Meditation is a journey without a destination. That is where I had to begin. Do not get into meditation with an expectation of a result, although eventually after some time of daily meditation that is inevitable. Why you do it is for the peace of mind you get in the moment of it.
For me, meditation has been the biggest savior in my journey of addiction, depression, and anxiety. These days I cannot go a day without it. It is crucial for my well-being and something I never down prioritize. It’s part of my Rising Ritual, part of my Bedtime Ritual, and sometimes in-between as well.
As soon as I find myself having a window of time in which I am not doing anything in particular I get myself into a meditative state.
That can be waiting for a friend I am meeting up with, riding the metro, even during my breaks at work.
It has become the staple of my mental health improvement and it’s truly done wonders for me in just 7 months of true commitment and daily practice.
What I believe happens is that you gather more of yourself into yourself. More of your multidimensional selves come into your body and ground in it. Essentially what that means is that each time you meditate, you become more whole.
This leads to the inevitability that you dissolve your old self & identity of who and what you have made yourself to be and what projections of society you’ve taken on as roles to play.
So whatever pain, worry, and suffering you have been carrying and feeling you can with ease dissolve in meditation. The best thing is, it doesn’t even happen consciously by you doing anything per se, it is just a natural unfolding of going within and looking yourself truly in the face.
It can be scary at times. It can be disorienting. And it can also be the most blissful detached feeling of unconditional love you’ve ever experienced.
Before practicing daily I had an absurd amount of attachments. To things, to people, to the way I expected things to turn out, to life in general, and most to my old story of being a victim.
It’s like we are so deeply programmed to believe that life is against us so we just cling to this old story no matter what and continue to prove it right for ourselves by our expectations of it.

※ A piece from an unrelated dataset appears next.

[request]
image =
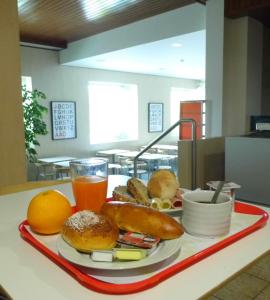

The more I went within and was able to meet myself, the more I was able to dissolve and not just believe, not even think, but know that that story was a mere illusion of my mind that had been created by the emotional trauma I’d been through as a child and hadn’t been able to process up until now.
And believe me, I am far from done. I am still in the midst of it. And there are days in which I still feel the emotions of a helpless little girl just trying to find my way into adulthood. But it’s much easier to snap out of it, and know that even if I have those thoughts, doesn’t mean they’re true.
Healing isn’t linear. Sometimes it can feel as if you’re stuck at one particular block for months without improvement and then it releases and you clear 5 more away at the same time. We don’t fully know what happens within the mind and body. But what we do know is that if you choose with a strong enough intention not only will your higher self team up with you but the subconscious as well, where all the traumas are stored.
Because the fact is that life is supposed to feel good for all of us. And that we are doing a collective effort to heal not only our own but generations and lifetime’s worth of pain upon this planet takes a great deal of power and deep surrender to the truth that we’re doing this for all, not just for ourselves.
I am coming deeply back to the truth, that was one of my deepest anchors before I dove into addiction headfirst years ago and that is, that if somebody outside of me suffers then so will I.
But what I am also realizing today more than ever is that I can never help anyone in my suffering, and I cannot lead by example if I am in survival myself. So the tactic has changed. The priority is clear. Me first, and then The World.